Che cosa alimenta ogni giorno l'antipolitica, la fa crescere, la fa divenire un elemento che struttura la società e il sistema politico, che allontana i cittadini dall'idea stessa di partecipare alle elezioni, come dimostrano rilevazioni e sondaggi? Lo sappiamo, i fatti sono ormai da troppo tempo sotto gli occhi di tutti. E' un viluppo di corruzione e privilegi, di uso privato di risorse pubbliche e di spudorata impunità, che è divenuto sempre più stringente, che soffoca una democrazia in affanno e ne aggrava una crisi già drammatica. Ed è proprio la politica, vittima di questa deriva, a farsene complice, comportandosi come se non fossimo di fronte ad una emergenza devastante, perché essa stessa ha finito con il radicarsi sul terreno concimato da un finanziamento pubblico ai partiti che ha tradito le sue ragioni ed è divenuto veicolo di nuove opportunità corruttive, di diffusione dell'illegalità.
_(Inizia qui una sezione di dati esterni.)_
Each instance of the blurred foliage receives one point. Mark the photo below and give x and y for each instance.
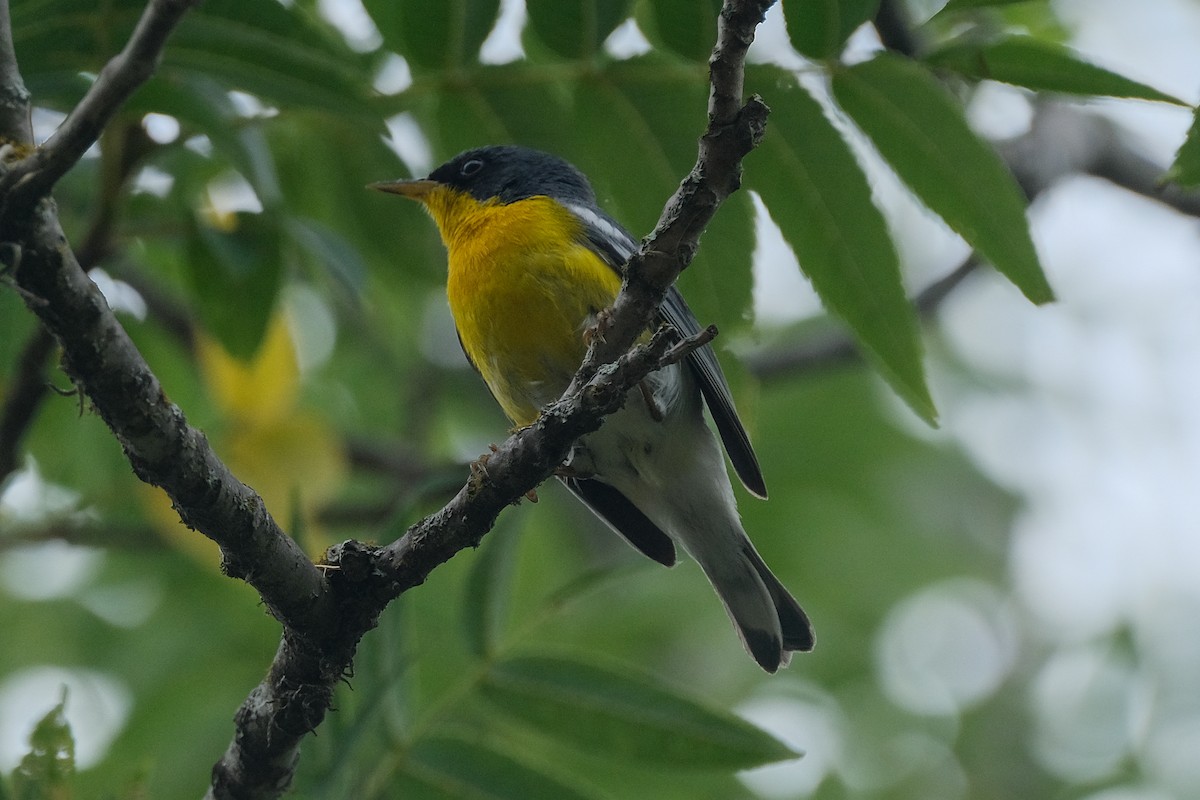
(300, 322)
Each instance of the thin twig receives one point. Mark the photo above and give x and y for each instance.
(24, 395)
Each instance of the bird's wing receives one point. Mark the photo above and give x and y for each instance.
(615, 245)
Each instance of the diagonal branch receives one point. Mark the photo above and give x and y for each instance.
(34, 178)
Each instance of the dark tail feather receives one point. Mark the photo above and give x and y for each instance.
(792, 620)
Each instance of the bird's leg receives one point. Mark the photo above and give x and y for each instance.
(652, 404)
(599, 324)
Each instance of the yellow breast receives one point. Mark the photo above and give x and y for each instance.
(522, 289)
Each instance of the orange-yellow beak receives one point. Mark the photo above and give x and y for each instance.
(415, 190)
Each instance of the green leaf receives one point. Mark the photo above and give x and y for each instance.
(687, 28)
(918, 127)
(258, 46)
(487, 589)
(203, 106)
(450, 769)
(273, 52)
(820, 28)
(336, 256)
(624, 716)
(235, 275)
(1041, 66)
(46, 770)
(575, 29)
(963, 5)
(821, 200)
(435, 34)
(1186, 169)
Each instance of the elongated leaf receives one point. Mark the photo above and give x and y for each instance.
(202, 106)
(487, 589)
(270, 50)
(922, 133)
(258, 46)
(1186, 169)
(1041, 66)
(684, 26)
(436, 34)
(575, 29)
(451, 769)
(820, 28)
(961, 5)
(237, 275)
(821, 200)
(47, 769)
(627, 717)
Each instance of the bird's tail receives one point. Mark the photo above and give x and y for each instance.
(767, 618)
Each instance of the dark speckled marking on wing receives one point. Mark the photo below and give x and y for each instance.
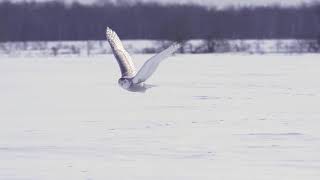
(124, 60)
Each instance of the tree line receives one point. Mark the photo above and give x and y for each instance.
(30, 21)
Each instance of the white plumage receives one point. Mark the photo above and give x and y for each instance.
(132, 80)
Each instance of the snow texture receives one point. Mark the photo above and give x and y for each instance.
(210, 117)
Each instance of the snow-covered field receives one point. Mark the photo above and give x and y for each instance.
(211, 117)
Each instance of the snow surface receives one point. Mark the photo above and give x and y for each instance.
(211, 117)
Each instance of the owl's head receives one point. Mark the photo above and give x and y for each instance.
(124, 83)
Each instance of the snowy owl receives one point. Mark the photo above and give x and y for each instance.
(132, 80)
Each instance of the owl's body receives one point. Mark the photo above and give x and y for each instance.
(132, 80)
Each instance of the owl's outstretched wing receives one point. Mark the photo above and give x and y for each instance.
(124, 60)
(151, 65)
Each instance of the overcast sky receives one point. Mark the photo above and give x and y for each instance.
(218, 3)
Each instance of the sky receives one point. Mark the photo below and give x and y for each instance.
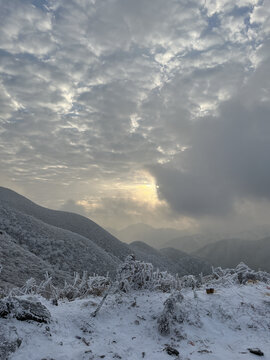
(138, 111)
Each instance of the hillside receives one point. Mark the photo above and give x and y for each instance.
(172, 260)
(186, 263)
(65, 220)
(63, 249)
(147, 234)
(229, 252)
(19, 264)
A questi argomenti, o piuttosto constatazioni, si oppongono risposte indignate e virtuose. Basta con i moralismi, non si può fare d'ogni erba un fascio, non tutti i partiti sono allo stesso modo coinvolti negli scandali, i politici corrotti sono una minoranza. Ma queste sono parole ormai consumate, che suonano false. I politici onesti, i partiti che fanno certificare i loro bilanci non possono limitarsi ad essere i custodi della loro virtù. Essi, più d'ogni altro, hanno il dovere di agire, di pretendere un radicale mutamento, poiché non si può certo chiedere ai corrotti d'essere i protagonisti di una simile stagione.

Questi sono tempi di scoperte quotidiane dei modi fantasiosi in cui viene usato il denaro pubblico destinato ai partiti. Abbiamo conosciuto una nuova figura sociale, quella del tesoriere/faccendiere, sciolto da ogni vincolo, legittimato ad ogni impudicizia, milite ignoto per i leader dei partiti. Da lui si ritraggono, o meglio fingono di ritrarsi, i sodali di ieri. Ladri, pecore nere  -  questo sarebbero. E la responsabilità penale, come vuole la Costituzione, è e deve rimanere personale, non può contaminare gli altri dirigenti, gli onesti militanti. E così, per l'ennesima volta, viene eluso il nodo della responsabilità politica, che è assai diversa da quella penale, e ci si sottrae all'obbligo di mosse politiche impegnative, che avviino da subito quel tanto di rigenerazione di politica e partiti ancora possibile. 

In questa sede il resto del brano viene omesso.